I have made the drawings of the three principal dovetailed joints so plain as to render special description almost unnecessary after the remarks already made. The second and third, however, may need a few words, as they differ slightly from that used in the drawer, of which a description has been given, chiefly because the piece in which the dovetails are, is, in this case, as thick as that used for the sockets.

Suppose the dovetails and pins marked out ready to be cut. Take your marking-gauge and set the slide about a quarter of an inch from the point, and run a line across the ends of the two pieces at A B, and at C D, and also at E F. Stop at A B when you cut the sockets, and take care to get the bottoms of these quite square and even. Cut the dovetails or pins as directed in making the drawer, but stop on the lines e f and g h (the latter also to be made with the gauge on both edges of the work), thus the two pieces will, of necessity, fit nicely together, and only a single line will appear a little way from one corner. If all lines are made with gauge and square, this form of dovetail may require neatness and care, but will not be beyond the skill even of a young mechanic. I should indeed advise that every opportunity be taken of joining pieces of wood with tenon or with dovetail, because, after all, these are the chief difficulties to be encountered. If you can square up your work, and make true-fitting joints, there is little in carpentry and joinery that you cannot accomplish.

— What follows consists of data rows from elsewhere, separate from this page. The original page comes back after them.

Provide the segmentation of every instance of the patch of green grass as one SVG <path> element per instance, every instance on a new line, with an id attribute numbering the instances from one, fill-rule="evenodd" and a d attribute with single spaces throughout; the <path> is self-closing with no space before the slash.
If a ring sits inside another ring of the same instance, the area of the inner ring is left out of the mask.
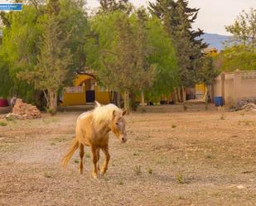
<path id="1" fill-rule="evenodd" d="M 240 120 L 239 122 L 239 125 L 244 125 L 244 126 L 254 126 L 255 125 L 255 122 L 251 121 L 251 120 Z"/>
<path id="2" fill-rule="evenodd" d="M 142 167 L 141 167 L 141 165 L 136 165 L 133 168 L 133 171 L 134 171 L 136 175 L 140 175 L 142 174 Z"/>
<path id="3" fill-rule="evenodd" d="M 148 167 L 147 170 L 147 173 L 150 174 L 150 175 L 152 175 L 153 173 L 153 170 L 150 167 Z"/>
<path id="4" fill-rule="evenodd" d="M 67 141 L 67 137 L 56 137 L 54 139 L 52 139 L 53 141 L 57 141 L 57 142 L 63 142 L 63 141 Z"/>
<path id="5" fill-rule="evenodd" d="M 0 122 L 0 126 L 5 127 L 5 126 L 7 126 L 7 122 Z"/>
<path id="6" fill-rule="evenodd" d="M 46 171 L 44 173 L 44 176 L 46 177 L 46 178 L 52 178 L 53 177 L 52 174 L 50 171 Z"/>
<path id="7" fill-rule="evenodd" d="M 17 144 L 3 143 L 0 145 L 1 152 L 10 152 L 13 151 L 17 148 Z"/>
<path id="8" fill-rule="evenodd" d="M 45 124 L 51 124 L 51 123 L 55 123 L 59 122 L 60 120 L 56 117 L 48 117 L 48 118 L 42 118 L 41 121 L 45 123 Z"/>
<path id="9" fill-rule="evenodd" d="M 183 177 L 183 175 L 181 173 L 179 173 L 176 175 L 176 180 L 179 184 L 185 184 L 186 183 L 184 177 Z"/>
<path id="10" fill-rule="evenodd" d="M 133 152 L 133 156 L 139 156 L 138 152 L 135 151 Z"/>
<path id="11" fill-rule="evenodd" d="M 86 153 L 85 154 L 85 158 L 90 158 L 90 154 L 89 153 Z"/>
<path id="12" fill-rule="evenodd" d="M 118 184 L 119 185 L 123 185 L 123 182 L 122 180 L 118 180 Z"/>
<path id="13" fill-rule="evenodd" d="M 205 159 L 213 159 L 213 156 L 211 155 L 205 156 Z"/>

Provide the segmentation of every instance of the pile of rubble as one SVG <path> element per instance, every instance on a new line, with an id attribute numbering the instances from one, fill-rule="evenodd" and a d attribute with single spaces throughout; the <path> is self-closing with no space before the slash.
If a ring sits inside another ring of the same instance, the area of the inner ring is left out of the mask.
<path id="1" fill-rule="evenodd" d="M 235 110 L 244 110 L 245 112 L 256 112 L 256 99 L 246 98 L 238 102 Z"/>
<path id="2" fill-rule="evenodd" d="M 20 98 L 16 99 L 12 113 L 8 113 L 6 117 L 6 118 L 15 119 L 35 119 L 40 117 L 41 113 L 36 106 L 25 103 Z"/>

The third example is worked exactly like the second, but instead of leaving square the pieces projecting beyond the dovetails and pins, these are sloped off or bevelled carefully from the extreme corners down to the pins and sockets. The result is, that when put together, no joint appears, as it is exactly upon the angle. There is no neater or stronger method than this of joining the sides of drawers, boxes, trays, and such like articles. The cabinetmaker employs no other for heavy work; only when it is very light does he make use of a plan, the appearance of which is (when finished) like the last-described, but it is less trouble to make, and less strong, yet sufficiently so for many purposes. This method is called mitring, and is accomplished in the following way.

The wood (let it be for a small tray) is prepared as usual, truly and evenly, and the ends exactly square to the sides. If you use stuff about a quarter or half an inch thick, or even an eighth (the first or last being suitable for such light work), you can make a mitred joint with the help of the gauge alone, but frequently a mitre-board or mitre-box is used, which saves some trouble in measuring and marking. It is well, however, that you should begin with this trouble, and take up the easier method afterwards; especially as it will in this case give you a simple lesson in mathematics, and teach you some of the properties of the figure called a square. Let us commence with this lesson.

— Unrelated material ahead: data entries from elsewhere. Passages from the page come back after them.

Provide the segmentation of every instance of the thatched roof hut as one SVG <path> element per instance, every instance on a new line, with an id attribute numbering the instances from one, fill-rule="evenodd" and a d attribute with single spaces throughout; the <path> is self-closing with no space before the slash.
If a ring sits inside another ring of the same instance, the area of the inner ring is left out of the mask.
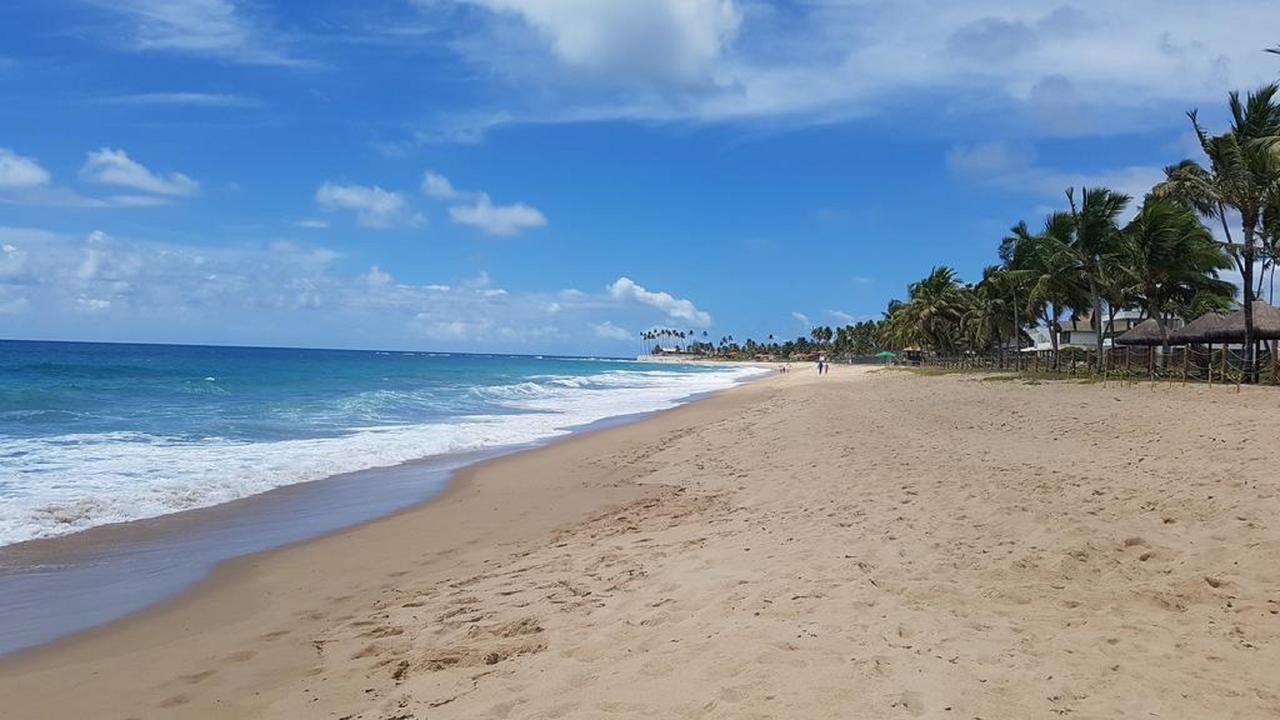
<path id="1" fill-rule="evenodd" d="M 1206 333 L 1207 342 L 1244 342 L 1244 310 L 1236 310 Z M 1280 310 L 1261 300 L 1253 301 L 1253 340 L 1280 338 Z"/>
<path id="2" fill-rule="evenodd" d="M 1115 338 L 1114 342 L 1116 345 L 1165 345 L 1165 333 L 1160 331 L 1160 323 L 1155 318 L 1148 318 Z"/>
<path id="3" fill-rule="evenodd" d="M 1221 325 L 1225 319 L 1226 315 L 1222 315 L 1221 313 L 1206 313 L 1190 323 L 1187 323 L 1184 327 L 1169 333 L 1169 342 L 1170 345 L 1202 345 L 1215 342 L 1210 340 L 1210 333 Z"/>

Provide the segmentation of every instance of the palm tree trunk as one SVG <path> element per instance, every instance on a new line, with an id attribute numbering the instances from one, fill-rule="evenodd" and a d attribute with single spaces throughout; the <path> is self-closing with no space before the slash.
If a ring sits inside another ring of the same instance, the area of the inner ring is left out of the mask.
<path id="1" fill-rule="evenodd" d="M 1240 279 L 1244 286 L 1244 377 L 1245 382 L 1253 382 L 1253 228 L 1248 219 L 1244 222 L 1244 247 L 1240 255 Z"/>
<path id="2" fill-rule="evenodd" d="M 1098 292 L 1098 283 L 1092 278 L 1089 279 L 1089 296 L 1093 301 L 1093 328 L 1094 328 L 1094 350 L 1097 350 L 1098 356 L 1098 369 L 1102 365 L 1102 295 Z"/>

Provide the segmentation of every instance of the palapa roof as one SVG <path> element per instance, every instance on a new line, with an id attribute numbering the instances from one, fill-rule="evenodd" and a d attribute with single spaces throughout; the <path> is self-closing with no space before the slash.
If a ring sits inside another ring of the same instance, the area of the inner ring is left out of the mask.
<path id="1" fill-rule="evenodd" d="M 1236 310 L 1204 333 L 1207 342 L 1244 342 L 1244 310 Z M 1253 301 L 1253 340 L 1280 338 L 1280 310 Z"/>
<path id="2" fill-rule="evenodd" d="M 1187 323 L 1187 325 L 1169 333 L 1169 342 L 1172 345 L 1216 342 L 1210 340 L 1210 333 L 1217 329 L 1225 319 L 1226 315 L 1221 313 L 1206 313 Z"/>
<path id="3" fill-rule="evenodd" d="M 1165 333 L 1155 318 L 1148 318 L 1115 340 L 1116 345 L 1165 345 Z"/>

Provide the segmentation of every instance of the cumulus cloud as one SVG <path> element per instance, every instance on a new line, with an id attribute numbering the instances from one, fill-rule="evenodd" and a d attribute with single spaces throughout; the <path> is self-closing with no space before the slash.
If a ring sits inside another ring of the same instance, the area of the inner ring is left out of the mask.
<path id="1" fill-rule="evenodd" d="M 524 202 L 495 205 L 488 193 L 458 190 L 449 178 L 431 170 L 422 177 L 422 193 L 456 202 L 449 206 L 449 219 L 480 228 L 485 234 L 513 236 L 547 224 L 538 208 Z"/>
<path id="2" fill-rule="evenodd" d="M 321 210 L 352 210 L 356 222 L 366 228 L 390 228 L 415 222 L 408 215 L 404 196 L 375 186 L 335 184 L 326 182 L 316 190 L 316 204 Z"/>
<path id="3" fill-rule="evenodd" d="M 52 176 L 36 159 L 0 147 L 0 204 L 31 208 L 152 208 L 169 204 L 168 197 L 155 195 L 91 197 L 51 184 L 51 181 Z"/>
<path id="4" fill-rule="evenodd" d="M 0 147 L 0 188 L 28 188 L 49 184 L 49 170 L 33 158 L 18 155 L 8 147 Z"/>
<path id="5" fill-rule="evenodd" d="M 668 318 L 685 320 L 695 328 L 707 328 L 712 324 L 710 314 L 699 310 L 692 301 L 673 297 L 667 292 L 645 290 L 625 275 L 613 281 L 609 286 L 609 297 L 657 307 L 666 313 Z"/>
<path id="6" fill-rule="evenodd" d="M 513 236 L 529 228 L 547 224 L 547 217 L 536 208 L 516 202 L 494 205 L 488 195 L 475 202 L 449 208 L 449 218 L 460 225 L 474 225 L 488 234 Z"/>
<path id="7" fill-rule="evenodd" d="M 508 291 L 488 273 L 408 281 L 275 241 L 195 247 L 0 227 L 0 337 L 584 351 L 616 343 L 607 293 Z M 550 309 L 554 306 L 554 311 Z M 603 325 L 598 334 L 594 325 Z M 625 331 L 622 331 L 625 332 Z"/>
<path id="8" fill-rule="evenodd" d="M 449 178 L 439 173 L 433 173 L 431 170 L 428 170 L 426 174 L 422 176 L 422 193 L 428 197 L 438 197 L 442 200 L 456 200 L 462 197 L 462 193 L 453 187 Z"/>
<path id="9" fill-rule="evenodd" d="M 618 342 L 628 342 L 635 340 L 635 336 L 631 334 L 631 331 L 626 328 L 620 328 L 618 325 L 614 325 L 609 320 L 605 320 L 603 323 L 589 323 L 589 325 L 595 337 L 602 340 L 613 340 Z"/>
<path id="10" fill-rule="evenodd" d="M 113 184 L 166 196 L 195 195 L 200 183 L 182 173 L 159 176 L 120 149 L 104 147 L 88 154 L 79 177 L 84 182 Z"/>
<path id="11" fill-rule="evenodd" d="M 732 0 L 468 0 L 520 18 L 563 67 L 605 82 L 705 83 L 742 20 Z"/>

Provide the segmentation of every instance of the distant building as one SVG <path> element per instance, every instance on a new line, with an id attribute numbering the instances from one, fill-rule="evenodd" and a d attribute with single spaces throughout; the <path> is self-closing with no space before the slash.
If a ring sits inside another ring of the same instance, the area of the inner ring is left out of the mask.
<path id="1" fill-rule="evenodd" d="M 1115 319 L 1102 333 L 1102 346 L 1111 347 L 1111 340 L 1123 336 L 1129 332 L 1134 325 L 1146 320 L 1146 315 L 1140 310 L 1120 310 L 1116 313 Z M 1106 316 L 1102 318 L 1106 322 Z M 1167 320 L 1169 329 L 1174 331 L 1183 327 L 1185 323 L 1181 318 L 1170 318 Z M 1059 324 L 1057 333 L 1057 346 L 1059 347 L 1094 347 L 1097 342 L 1097 328 L 1093 324 L 1093 318 L 1088 314 L 1076 318 L 1074 320 L 1068 320 Z M 1042 328 L 1037 328 L 1042 329 Z"/>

A, B, C, D, Fig. 31, is a square; the lines at the opposite sides are parallel,—that is, they are exactly the same distance apart from one end to the other. To make this clear, E and F are given, which are not parallel, for they are further apart at one end than they are at the other. And as A B is parallel to C D, and A C parallel to B D, so A B is perpendicular to B D and to A C, or what we have called square to it, as you would find with your square, which is made, as you know, to prove your work in this respect. The consequence is, that the angles (or corners) are all alike, and are called right angles. Understand what is meant by angles being the same size or alike. M and H are alike, though the lines of one are a great deal longer than those of the other; but though the lines of K and H are the same length, the angle K is much smaller than that at H.

Fig. 31.

As I have gone a little into this subject, I will go a little further, for it is as well that you should learn all about the sizes of angles, and I only know of one way in which to make the matter clear.

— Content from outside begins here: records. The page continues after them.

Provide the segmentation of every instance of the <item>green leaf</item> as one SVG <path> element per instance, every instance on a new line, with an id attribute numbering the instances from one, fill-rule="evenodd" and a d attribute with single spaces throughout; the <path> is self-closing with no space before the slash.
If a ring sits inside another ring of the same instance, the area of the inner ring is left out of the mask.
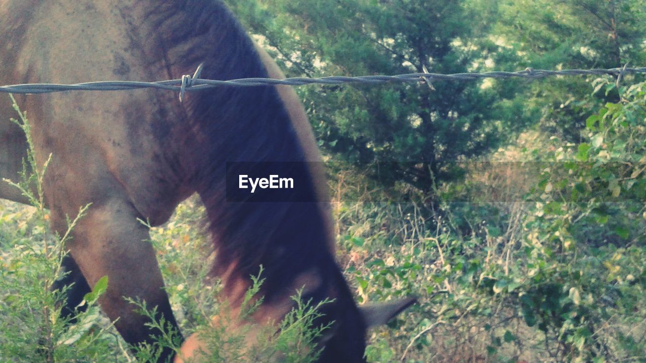
<path id="1" fill-rule="evenodd" d="M 576 287 L 571 287 L 570 289 L 570 298 L 572 299 L 572 302 L 575 305 L 581 304 L 581 295 L 579 293 L 579 289 Z"/>
<path id="2" fill-rule="evenodd" d="M 599 119 L 599 115 L 592 115 L 585 120 L 585 127 L 590 130 L 594 130 L 594 125 Z"/>
<path id="3" fill-rule="evenodd" d="M 592 136 L 592 147 L 595 149 L 599 149 L 602 145 L 603 145 L 603 135 L 601 134 L 597 134 Z"/>
<path id="4" fill-rule="evenodd" d="M 108 276 L 104 276 L 99 279 L 94 284 L 94 288 L 92 289 L 92 291 L 85 294 L 83 296 L 83 301 L 81 302 L 79 306 L 85 304 L 85 302 L 89 304 L 92 304 L 95 302 L 99 297 L 105 292 L 105 290 L 108 288 Z"/>
<path id="5" fill-rule="evenodd" d="M 505 336 L 503 337 L 503 339 L 505 340 L 505 343 L 508 343 L 516 340 L 516 337 L 512 334 L 511 331 L 508 330 L 505 332 Z"/>
<path id="6" fill-rule="evenodd" d="M 580 161 L 587 160 L 589 150 L 590 150 L 590 144 L 586 143 L 579 144 L 579 152 L 576 154 L 576 158 Z"/>

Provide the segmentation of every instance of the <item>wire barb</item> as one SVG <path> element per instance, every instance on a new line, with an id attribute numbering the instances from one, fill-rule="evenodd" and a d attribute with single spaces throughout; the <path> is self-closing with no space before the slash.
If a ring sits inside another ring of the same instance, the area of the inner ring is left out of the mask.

Every circle, no matter how small or large, is supposed to be divided into 360 equal parts, called degrees. That large circle which forms the circumference of the earth is considered to be so divided. Now, if we draw lines from all these divisions to the centre, they will meet there, and form a number of equal angles. I have not divided the circle P all round, because it would make so many angles that you could not see them clearly; but I have put 360 at the top, and then 45, which means, that if I had marked all the divisions, there would be 45 up to that point. Then at 45 more I have marked 90, and so on, marking each 45th division, and from these I have drawn lines to the centre of the circle. Now, if you understand me so far, we shall get on famously. Look at the line from 360 to the centre, and that from 90°, and see where they join. This is a right angle, and this is the angle at each corner of a square. At N, I have drawn this separately to make it clear, and you see I have taken a quarter of the circle, or the quadrant, as it is called, of 90°. And you now see that I might extend the lines beyond the circle to any extent, but it would make no difference,—we should still have 90° of a circle, only the circle would be larger, as those which are partly drawn with the dotted lines.